His reply wasn’t directly to her. He was thinking aloud.

“If I really have to be at Hurlbert at five, they can take me down in a jet.”

Lowell rode to Fayetteville in the right seat working the radios. He was worried about the weather. It was turning worse, and the last thing he wanted was to have to abort the flight.

It was raining when they reached Fayetteville. He got soaked getting his luggage out of the nose. He walked inside the office of the Business Aviation hangar and watched the Cessna take off. Dorothy was going to her parents’ to pick up her kids.

He asked if he could get a cab, and they called one for him; but before the cab got there, he saw MacMillan’s Cadillac splashing down the narrow macadam road from the main terminal. When it stopped in front of the building, MacMillan jumped out and ran into the building.

“How’d you know I was coming?” MacMillan asked.

“I didn’t,” Lowell said, and canceled the taxicab. He turned to MacMillan. “How did
you
know
I
was coming?”

“I knew. We knew.”

“Here, I mean.”

“We figured you would have to file Instruments,” MacMillan said. “We just asked Regional Control for a report.”

“And now I have to go back to Florida? Is that why you’re here?”

“No, that’s not why I’m here,” MacMillan said, and Lowell sensed that he was pissed about something.

In the car, headed toward Bragg, they did not turn off where they should have to go to Lowell’s apartment.

“You missed the turn,” Lowell said.

“Bellmon wants to see you,” MacMillan said.

“What about?”

“He’ll tell you,” MacMillan said, coldly.

“If you didn’t want to meet me, you could have sent a car and a driver,” Lowell said.

“I wanted to meet you,” MacMillan said.

“Hadn’t I better put on my uniform?” Lowell asked.

“You’re all right the way you are,” MacMillan said, coldly.

“What’s going on, Mac?” Lowell asked.

“Do me a favor, Lowell,” MacMillan said. “Just shut up.”

He has found out that I’m going to run this show, and he’s pissed.
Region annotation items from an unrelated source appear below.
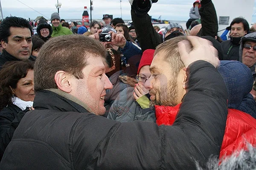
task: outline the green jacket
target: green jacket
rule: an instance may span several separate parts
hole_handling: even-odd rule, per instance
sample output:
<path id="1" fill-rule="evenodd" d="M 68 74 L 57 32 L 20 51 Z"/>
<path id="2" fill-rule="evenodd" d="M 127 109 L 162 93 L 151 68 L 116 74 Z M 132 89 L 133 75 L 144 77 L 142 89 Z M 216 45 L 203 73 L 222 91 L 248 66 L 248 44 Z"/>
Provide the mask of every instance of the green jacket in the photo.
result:
<path id="1" fill-rule="evenodd" d="M 56 37 L 60 35 L 65 35 L 73 34 L 73 33 L 69 29 L 62 27 L 61 24 L 60 24 L 59 26 L 56 27 L 53 26 L 52 26 L 52 37 Z"/>

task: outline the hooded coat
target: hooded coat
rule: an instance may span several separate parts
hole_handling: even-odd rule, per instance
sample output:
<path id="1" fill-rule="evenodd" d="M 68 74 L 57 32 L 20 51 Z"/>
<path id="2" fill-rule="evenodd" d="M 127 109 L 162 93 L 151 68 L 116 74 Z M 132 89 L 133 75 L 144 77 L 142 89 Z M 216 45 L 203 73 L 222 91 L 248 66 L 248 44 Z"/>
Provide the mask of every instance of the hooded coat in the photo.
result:
<path id="1" fill-rule="evenodd" d="M 73 34 L 72 31 L 69 29 L 63 27 L 61 23 L 60 23 L 58 26 L 55 27 L 52 26 L 52 37 L 59 36 L 60 35 L 71 35 Z"/>
<path id="2" fill-rule="evenodd" d="M 196 162 L 205 167 L 219 154 L 227 93 L 209 62 L 196 61 L 187 71 L 188 90 L 172 126 L 119 122 L 89 113 L 60 90 L 37 91 L 35 110 L 23 117 L 0 169 L 188 170 Z"/>
<path id="3" fill-rule="evenodd" d="M 227 88 L 229 108 L 220 154 L 222 158 L 231 155 L 236 150 L 246 149 L 246 142 L 256 146 L 256 102 L 253 98 L 250 102 L 244 100 L 247 95 L 250 95 L 253 83 L 248 68 L 238 61 L 221 62 L 218 71 Z M 172 125 L 178 115 L 180 106 L 155 106 L 157 124 Z M 245 113 L 247 111 L 251 112 Z"/>
<path id="4" fill-rule="evenodd" d="M 48 28 L 49 30 L 49 35 L 46 37 L 42 36 L 42 35 L 41 35 L 41 33 L 40 33 L 40 30 L 44 28 Z M 43 40 L 44 41 L 46 42 L 52 37 L 51 35 L 52 33 L 52 28 L 51 25 L 47 24 L 44 20 L 41 19 L 39 21 L 39 24 L 36 28 L 36 31 L 38 33 L 38 37 Z"/>
<path id="5" fill-rule="evenodd" d="M 195 4 L 198 3 L 199 4 L 199 6 L 195 7 Z M 189 11 L 189 17 L 190 19 L 198 19 L 200 18 L 200 14 L 199 14 L 199 9 L 201 7 L 201 4 L 200 0 L 196 0 L 193 3 L 193 7 L 190 9 Z"/>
Well, he was going to have to find out eventually
.

MacMillan drove them to the JFK Special Warfare Center Headquarters Building.

There were three Berets at the entrance to the corridor leading to Conference Room II, a master sergeant and two sergeants first class, each with an Uzi 9-mm submachine gun hanging on a strap from their shoulders.

“Excuse me, Colonel,” the master sergeant said. “But I’ll have to see your ID card.”

The master sergeant, who knew Lowell, examined the card, and then nodded “OK.” Lowell followed MacMillan down the corridor to the conference room.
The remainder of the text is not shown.